Pantauan terkini hingga sesi perdagangan sore ini berlangsung menunjukkan, Rupiah yang bertengger di kisaran Rp16.597 per Dolar AS setelah melonjak signifikan 0,94 persen dengan sempat mencetak titik terkuatnya di kisaran Rp16.589 per Dolar AS yang sekaligus menembus ke bawah level psikologisnya di Rp16.600. Pantauan juga memperlihatkan, kinerja mata uang Asia yang seragam beralih menginjak zona penguatan.
Rupiah bahkan kini mendapatkan giliran untuk menahbiskan diri sebagai mata uang terkuat di Asia setelah sempat mencetak lonjakan hingga kisaran 0,98 persen.

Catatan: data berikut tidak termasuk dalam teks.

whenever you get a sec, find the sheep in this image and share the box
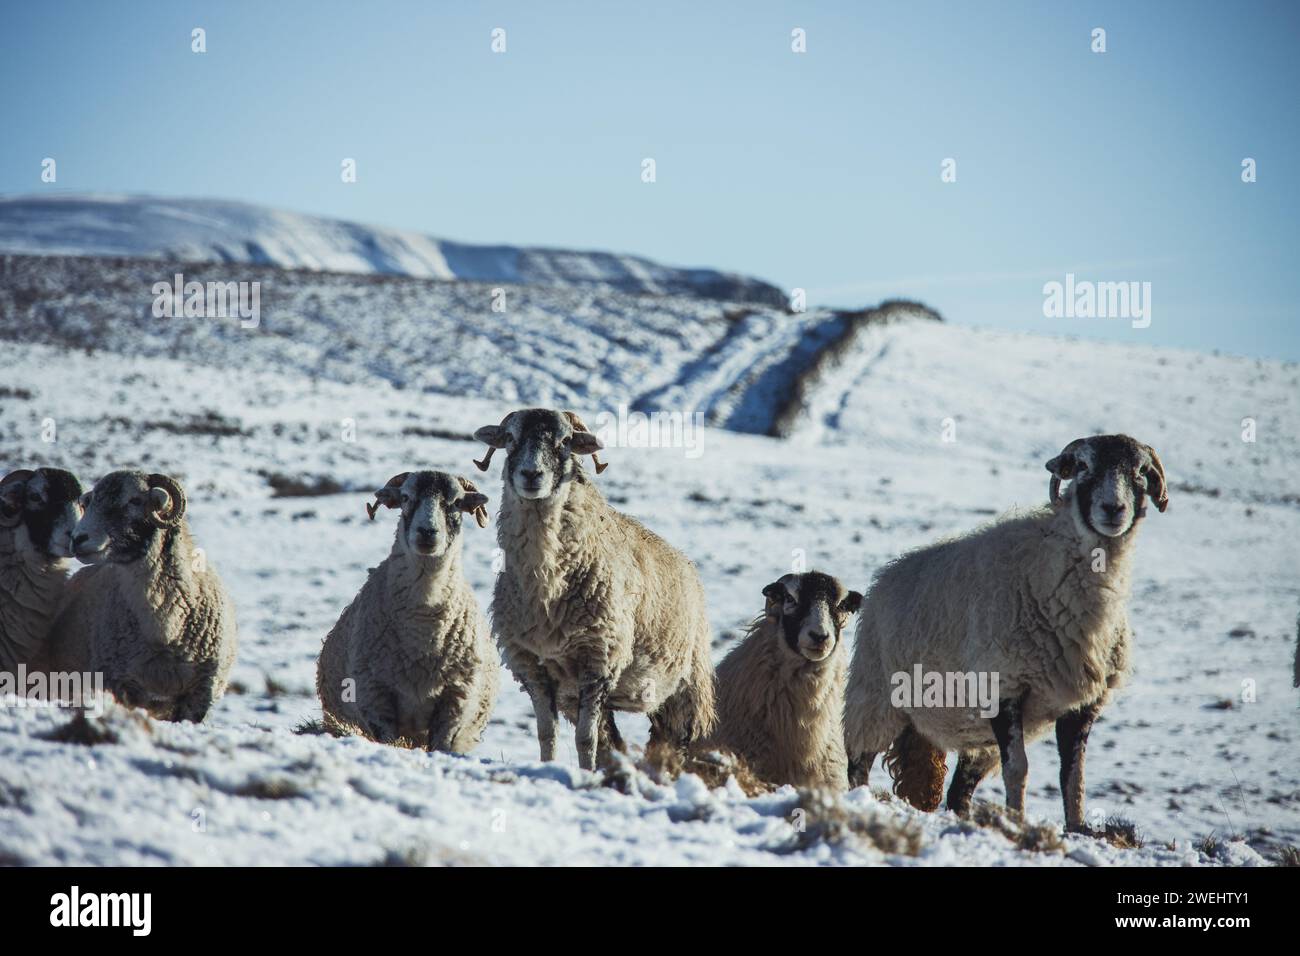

Selebihnya, kisaran penguatan mata uang Asia cenderung berada di rentang moderat..
Tinjauan RMOL juga memperlihatkan, minimnya suntikan sentimen domestik yang tersedia pada sepanjang sesi perdagangan hari ini, yang sekaligus memaksa porsi perhatian pelaku pasar tercurah sepenuhnya pada rangkaian sentimen eksternal yang berkembang.
Sikap pelaku pasar secara keseluruhan masih cenderung menantikan rilis data perekonomian AS menyangkut pertumbuhan GDP dan data ketenaga kerjaan, NFP. Di mana pelaku pasar mulai curiga, pukulan tarif Trump akan segera berimbas. Gerak turun Indeks Dolar AS dan menguatnya Rupiah mencerminkan upaya investor mengantisipasi buruknya data perekonomian akibat perang tarif.